@RainTown Thank you so much! You really made a superhuman effort to help a desperate random forum poster. Yes, -XX:+StartAttachListener does workaround the problem. I think that’s a wrap, assuming Elasticsearch isn’t going to revert the commit to change the working directory to the logs dir. I’ll quickly recap things here for posterity.
Normal attach mechanism
JVM doesn't have attach listener running
Attacher (in this case Elasticsearch) [indirectly?] creates either /proc/cwd/.attach_pid or /tmp/.attach_pid
JVM checks if .attach_pid file exists and, if so, starts the AttachListener thread and a .java_pid socket endpoint to which the attacher can attach.
My application’s problem:
Using a logs volume requested by a PVC serviced by an EFS CSI driver, the UID and GID of this volume may not be the Elasticsearch user, but instead, it may be 50000 or even a dynamically generated ID (see gidRangeStart/End). This also affects files created in this volume; files created here may be assigned 50000 user and group ownership, despite the Elasticsearch user having created the file.

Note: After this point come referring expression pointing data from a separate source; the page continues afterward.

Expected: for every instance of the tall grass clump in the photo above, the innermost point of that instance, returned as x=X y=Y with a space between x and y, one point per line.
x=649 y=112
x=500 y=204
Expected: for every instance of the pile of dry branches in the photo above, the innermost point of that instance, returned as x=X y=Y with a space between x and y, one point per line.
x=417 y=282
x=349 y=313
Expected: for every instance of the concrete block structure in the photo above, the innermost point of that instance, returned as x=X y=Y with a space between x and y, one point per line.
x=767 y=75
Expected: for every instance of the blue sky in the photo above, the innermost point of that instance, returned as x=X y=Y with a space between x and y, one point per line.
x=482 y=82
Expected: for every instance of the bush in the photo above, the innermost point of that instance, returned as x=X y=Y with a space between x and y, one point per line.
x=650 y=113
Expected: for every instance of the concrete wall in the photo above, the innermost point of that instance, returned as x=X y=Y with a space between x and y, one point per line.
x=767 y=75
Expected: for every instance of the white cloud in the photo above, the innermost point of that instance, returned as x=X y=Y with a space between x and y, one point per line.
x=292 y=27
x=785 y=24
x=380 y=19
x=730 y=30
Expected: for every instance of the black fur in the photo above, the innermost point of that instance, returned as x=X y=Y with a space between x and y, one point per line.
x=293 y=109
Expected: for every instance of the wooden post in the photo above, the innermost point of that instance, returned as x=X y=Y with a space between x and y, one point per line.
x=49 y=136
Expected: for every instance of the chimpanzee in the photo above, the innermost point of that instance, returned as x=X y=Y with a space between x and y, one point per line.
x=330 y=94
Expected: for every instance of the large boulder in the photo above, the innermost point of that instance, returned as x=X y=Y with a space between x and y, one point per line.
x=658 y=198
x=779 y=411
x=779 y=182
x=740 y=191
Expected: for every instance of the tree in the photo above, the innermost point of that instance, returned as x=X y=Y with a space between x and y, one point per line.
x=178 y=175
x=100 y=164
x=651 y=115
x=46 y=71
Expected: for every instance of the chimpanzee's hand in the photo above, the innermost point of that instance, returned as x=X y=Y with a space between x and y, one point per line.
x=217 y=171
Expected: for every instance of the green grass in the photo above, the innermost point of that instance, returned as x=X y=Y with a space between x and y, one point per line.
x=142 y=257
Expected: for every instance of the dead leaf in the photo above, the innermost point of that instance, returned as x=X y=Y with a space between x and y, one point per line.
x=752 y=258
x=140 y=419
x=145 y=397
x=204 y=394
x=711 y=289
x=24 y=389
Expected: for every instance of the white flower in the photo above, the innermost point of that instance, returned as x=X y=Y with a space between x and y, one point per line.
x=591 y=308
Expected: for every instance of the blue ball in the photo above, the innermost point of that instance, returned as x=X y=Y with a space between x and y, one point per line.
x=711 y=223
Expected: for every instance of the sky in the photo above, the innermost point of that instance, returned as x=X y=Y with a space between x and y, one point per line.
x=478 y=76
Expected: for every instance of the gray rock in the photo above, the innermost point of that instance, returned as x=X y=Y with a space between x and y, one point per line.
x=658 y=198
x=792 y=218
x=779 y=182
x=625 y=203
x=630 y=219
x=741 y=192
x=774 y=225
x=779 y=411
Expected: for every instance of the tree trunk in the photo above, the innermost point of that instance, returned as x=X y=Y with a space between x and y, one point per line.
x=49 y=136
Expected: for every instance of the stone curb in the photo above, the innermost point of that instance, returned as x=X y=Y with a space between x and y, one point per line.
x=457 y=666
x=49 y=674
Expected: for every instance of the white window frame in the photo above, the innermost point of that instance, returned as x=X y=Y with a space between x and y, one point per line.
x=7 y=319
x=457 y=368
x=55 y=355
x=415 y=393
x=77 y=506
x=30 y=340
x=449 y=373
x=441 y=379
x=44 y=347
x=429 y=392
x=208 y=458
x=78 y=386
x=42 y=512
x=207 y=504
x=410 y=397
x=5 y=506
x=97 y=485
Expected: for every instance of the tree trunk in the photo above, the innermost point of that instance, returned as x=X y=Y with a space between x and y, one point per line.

In 8.19, Elasticsearch changed their working dir to use the logs dir.
Files created in the logs dir will have UID and GID ownership as defined in the storageclass configs, so the .attach_pid will have UID = GID = 50000, for example.
JVM code AttachListener::is_init_trigger() in attachListener_linux.cpp will fail the attachment handshake if the UID (e.g., 50000) of the file does not match the EUID of the process (i.e., Elasticsearch user).
What does -XX:+StartAttachListener do?
Starts the Attach Listener thread at JVM startup and also creates the .java_pid file at startup so the handshaking doesn't need to happen. The problematic .attach_pid doesn't need to get created and checked.